L`expérience de la République de Djibouti

Transcription

L`expérience de la République de Djibouti
L’expérience de la République
de Djibouti
ABDI ISMAËL HERSI
Directeur général des Services judiciaires au Ministère de la Justice
La République de Djibouti a accédé à la souveraineté le 27 juin 1977 après un siècle d’administration coloniale française. D’une superficie de 23 000 km2, la République de Djibouti est peuplée d’environ 600 000 habitants. La population djiboutienne est musulmane. Mais les grandes autres religions monotéistes sont représentées
par des communautés étrangères pratiquant librement leur religion dans leurs lieux de culte (catholique, protestante, orthodoxe et copte).
La République de Djibouti est née dans un contexte sous-régional conflictuel (guerre somalo/éthiopienne, érithréano/éthiopienne). Mais, également, dans une sous-région dominée par des régimes caractérisés par des dictatures féroces (le négus rouge, Syad Barré) et qui constitua également un terrain privilégié de rivalité Ouest-Est
avec une présence militaire française.
L’État a hérité d’une situation socio-économique peu propice au développement puisqu’aucune infrastructure
industrielle n’existe et que plus de 90 % de la population reste analphabète.
C’est dans ce contexte peu favorable conjugué de la pratique unanime dans le continent des partis uniques et
des « pères de la Nation » qu’évolue la politique djiboutienne jusqu’en 1997.
Le 15 septembre 1992 est adoptée une Constitution intégrant les principes fondamentaux des droits de l’Homme
et posant les bases des institutions de la République.
Certains principes essentiels seront consacrés :
– le multipartisme avec une limitation des partis politiques à quatre pour une période de 10 ans.
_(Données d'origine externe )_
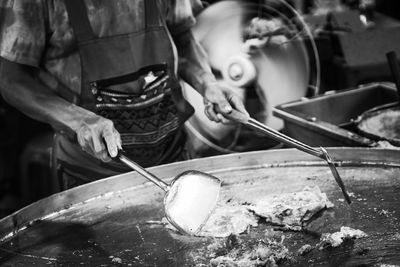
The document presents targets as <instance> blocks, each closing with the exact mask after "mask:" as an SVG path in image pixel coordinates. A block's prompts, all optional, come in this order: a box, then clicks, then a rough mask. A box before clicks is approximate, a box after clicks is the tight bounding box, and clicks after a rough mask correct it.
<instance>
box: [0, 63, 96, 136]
mask: <svg viewBox="0 0 400 267" xmlns="http://www.w3.org/2000/svg"><path fill="white" fill-rule="evenodd" d="M0 92H1V94H2V96H3V98H4V99H5V100H6V101H7V102H8V103H9V104H10V105H12V106H14V107H16V108H17V109H19V110H20V111H22V112H23V113H25V114H26V115H27V116H29V117H31V118H33V119H36V120H39V121H42V122H45V123H49V124H50V125H52V126H53V128H55V129H56V130H58V131H62V132H64V133H65V134H67V135H68V136H70V137H74V136H75V133H76V130H77V129H78V128H79V126H80V125H79V124H80V122H81V121H82V120H83V119H85V118H89V117H90V116H93V115H94V114H93V113H91V112H90V111H87V110H85V109H83V108H80V107H78V106H76V105H73V104H71V103H69V102H68V101H66V100H64V99H63V98H61V97H60V96H59V95H57V94H56V92H54V91H52V90H51V89H50V88H48V87H46V86H45V85H44V84H42V83H41V82H40V81H38V80H36V79H35V78H34V77H33V76H32V74H31V71H30V67H27V66H23V65H20V64H17V63H13V62H10V61H7V60H4V59H2V58H0Z"/></svg>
Cette atténuation est dictée par les réalités socioculturelles du pays et elle est adoptée par voie de référendum en même
temps que la constitution ;
– le principe de séparation des pouvoirs est retenu dans la Constitution ;
– une loi organique sur les élections est promulguée, ainsi que d’autres lois organiques relatives à la liberté de
la presse et de la communication, au Conseil constitutionnel, au CSM, à l’organisation judiciaire ;
– deux partis politiques nouveaux ont vu le jour et ont pris part aux élections législatives et présidentielles en
présence des observateurs internationaux.
Paradoxalement, dès l’émergence de l’idée de l’ouverture démocratique, un conflit armé éclata et dura jusqu’en décembre 1994, date de la signature d’un accord de paix et de réconciliation nationale entre le gouvernement et la rébellion, le FRUD, qui devient par la suite un parti politique légal avec une participation au gouvernement.
Des éléments de ce front ont rejeté l’accord et ont continué leur opposition armée jusqu’en février 2000 où ils ont
signé avec le gouvernement un accord-cadre de réforme et de concorde civile.
Les éléments de cette tendance, qui avaient séjourné en France, sont rentrés à Djibouti après la signature de
cet accord et travaillent actuellement à la mise en œuvre des points de l’accord.
La gestion de ce conflit et son aboutissement paraît unique en son genre, dans la mesure où la solution du conflit
a été trouvée par les belligérants eux-mêmes sans aucune intervention extérieure.
Lorsque certains ont voulu intervenir pour réconcilier, cela a produit un effet contraire. La démarche directe a
sûrement été rendue possible par la volonté de vouloir résoudre un conflit ayant lourdement entravé le développement du pays.
Un autre fait marquant de la vie politique de Djibouti est l’élection présidentielle d’avril 1999 après que l’ancien Président eut terminé son mandat de six ans. L’actuel Président qui fut un acteur principal, dans le règlement
interne, a fait de sa priorité la paix et la sécurité dans le pays et dans la sous-région.
C’est ainsi qu’une conférence de paix et de réconciliation se déroule à Djibouti depuis le 2 mai 2000 à la suite
du discours du Président en septembre dernier, quelques mois après son investiture, à la tribune de l’Assemblée
générale des Nations Unies, à New York.